Gurung also applies machine learning algorithms to rapidly interrogate the massively large earth science datasets to discover and extract the data for those incidences when a particular phenomenon occurs. This is one of the greatest challenges in science – to discover something new and interesting from an ocean-sized bucket of data. Gurung’s work gives us the right-sized hook and the correct bait we need to snare that fish in that vast ocean we want to catch.

 

Josh Sisco

ESSC Facility Manager

josh sisco

ESSC has never had a Facility Manager like Josh Sisco. Starting over a year ago at ESSC, Sisco has quickly cut the red tape to fix problems quickly so that ESSC can carry on with our “carrying-on” activities. Our NASA partners sing Sisco’s praises weekly as they can call on Sisco to solve problems in a blink of an eye. If something needs to be fixed – call Sisco.

 

One sultry summer morning, the air conditioning unit in 4078 had gone out the night before ESSC employees were to give an 8 A.M. briefing to a U.S. Army General and UAH’s Vice Presidents. Sisco diagnosed the problem as a malfunctioning vent-opener-valve that ran off an air pressure line that had failed. So, every 15 minutes while ESSC was conducting its presentation, Sisco climbed up onto a ladder to get past the ceiling tile.  Then, with a bladder hand-pump, Sisco manually forced enough air into the chamber so the vent would open and keep the room cool. Who of us would have known to do that after only 20 minutes of investigation? Sisco just knows how stuff in the real-world works.
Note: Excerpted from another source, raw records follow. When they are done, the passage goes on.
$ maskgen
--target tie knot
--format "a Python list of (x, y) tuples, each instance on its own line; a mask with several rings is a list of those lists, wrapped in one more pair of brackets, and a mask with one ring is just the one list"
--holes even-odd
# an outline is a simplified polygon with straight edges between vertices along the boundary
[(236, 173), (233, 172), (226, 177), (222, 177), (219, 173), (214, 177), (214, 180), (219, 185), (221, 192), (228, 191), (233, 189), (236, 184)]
Sisco saved the day and in general, has made life at ESSC so much better.

 

Matt Wingo

Research Scientist

Matt Wingo has done excellent work bringing NASA’s Lightning Mapper Array (LMA) back to full operations and even recent expansion. This important accomplishment has enabled NASA to provide full-rate LMA data, which are crucial to validating spaceborne observations from the Lightning Imaging Sensor (LIS) publicly via an automated workflow. Wingo has improved the networks to such a degree that NASA can now consider remote LMA deployments to support temporary field campaigns without degrading NASA’s core North Alabama and Mid-Atlantic LMAs, enabling new lightning science opportunities. 

 

Additionally, for over a decade, Wingo played a vital role in the ground validation component of NASA’s Global Precipitation Measurement (GPM) mission. Wingo’s tireless efforts to ensure GPM’s precipitation reference instruments are properly calibrated and functional have enabled the science team to investigate several novel ideas and generate publications of their discoveries.